Но теперь его сердце точил червь. Во имя чего, почему должна пропадать эта обаятельная молодость? Её блеск гаснет, подёргивается тенью ясность глаз, меркнет даже золото её волос. Вянет, меркнет на глазах радость и краса жизни. Каждый день проводит жёсткие линии на нежном личике, с каждым днём исчезает розовый оттенок губ, переходя в бумажную белизну.
Что же произошло? Гибла, изводила себя Мария, — наверху Григорий часами сидел, уставившись в одну точку на белой стене. Его нельзя было обмануть, его не могли ввести в заблуждение улыбки Марии, её мягкие слова. Он ведь знал свою жену, и она любила его когда-то, как она любила его!.. Он не мог не чувствовать, не понимать, что происходит.
Так почему должны терзаться все трое? Подкрадывалась злая мысль и нашёптывала: лучше бы уж мучился один Григорий. Для него и так всё кончено, ведь Мария не любит его. А она ещё может полюбить, она молода, в ней столько жизни и сил. Может полюбить именно его, Воронцова. Он выходит её, отогреет окоченевшее сердце, научит её снова смеяться, снова любить жизнь.
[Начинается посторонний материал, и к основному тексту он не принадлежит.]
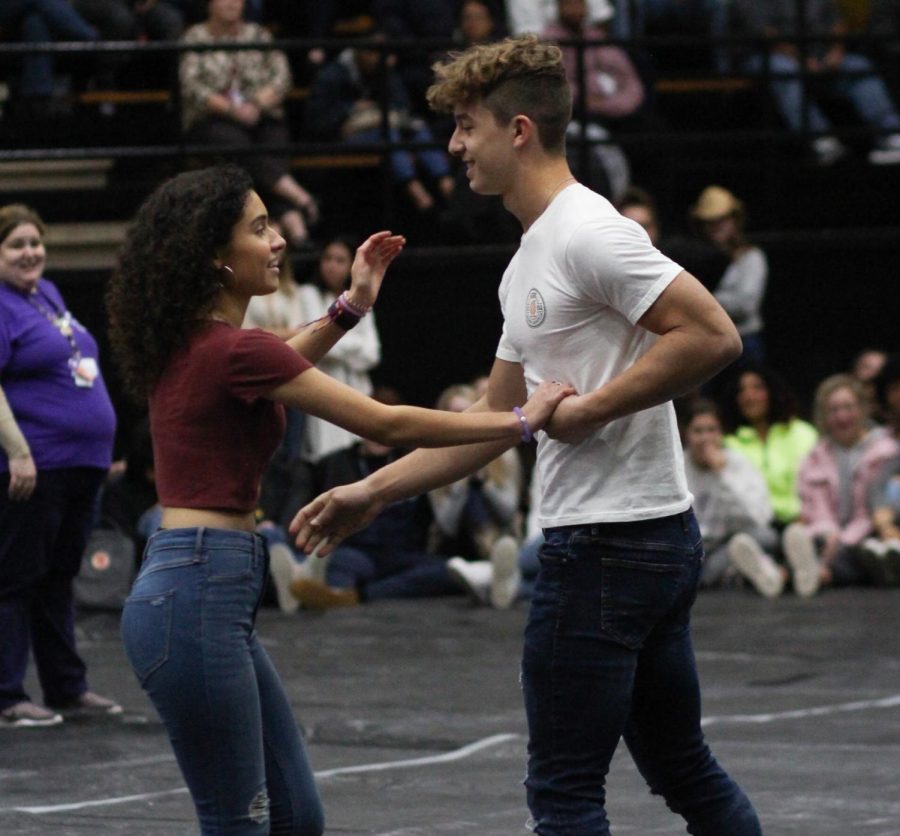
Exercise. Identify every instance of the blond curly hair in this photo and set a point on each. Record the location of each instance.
(523, 75)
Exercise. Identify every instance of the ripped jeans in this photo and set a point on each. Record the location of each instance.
(608, 655)
(188, 629)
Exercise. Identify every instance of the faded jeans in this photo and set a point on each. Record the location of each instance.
(188, 628)
(608, 655)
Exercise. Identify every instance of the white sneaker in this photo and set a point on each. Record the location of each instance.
(828, 150)
(282, 569)
(755, 565)
(800, 552)
(473, 577)
(887, 152)
(506, 576)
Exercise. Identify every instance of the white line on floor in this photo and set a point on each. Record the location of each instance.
(446, 757)
(801, 713)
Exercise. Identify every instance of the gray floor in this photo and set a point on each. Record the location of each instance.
(416, 727)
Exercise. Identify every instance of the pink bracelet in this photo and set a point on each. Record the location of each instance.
(356, 310)
(527, 434)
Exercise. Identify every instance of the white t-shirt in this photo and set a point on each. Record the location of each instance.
(571, 297)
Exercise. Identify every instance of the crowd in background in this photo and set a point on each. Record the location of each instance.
(790, 497)
(240, 99)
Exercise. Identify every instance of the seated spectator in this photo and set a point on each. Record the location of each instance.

Он был самым близким ей человеком теперь, когда Григорий угрюмо смотрел в одну точку на стене. Кого же ещё она может полюбить? Только его. И они были бы счастливы.
«Что же важнее, — нашёптывала подлая мысль, — счастье двоих молодых, здоровых людей или долг по отношению к калеке? Если бы ещё она его любила, но, видимо, не было и не могло быть любви. И даже если… то пусть лучше пропадает один, чем все трое…»
Он боролся с этими мыслями, проклинал их. Но они приходили вновь и вновь. Достаточно было встретить Марию в коридоре, достаточно было посмотреть на неё, услышать её голос в дежурке, достаточно было подумать о ней, и тотчас раздавался коварный, вкрадчивый шёпот. О счастьи и о несчастьи, о том, что надо спасать человека, который гибнет, человека, которого любишь.
— Вы плохо выглядите, — обратил на него внимание профессор, и Воронцов покраснел, как мальчик. Ему показалось, что его поймали на месте преступления, что зоркие глаза профессора проникли в тайну, которую он хранил, как зеницу ока, что тому известны его омерзительные, подлые мысли, что он видит, как червь точит душу Воронцова и как порядочный до сих пор человек изменяет всем своим принципам, придумывает целую теорию, чтобы оправдать собственное себялюбие и жажду личного счастья.
И опять являлись на помощь аргументы, что ведь главное тут — Мария, Мария, которая погибает и которую во что бы то ни стало надо спасти.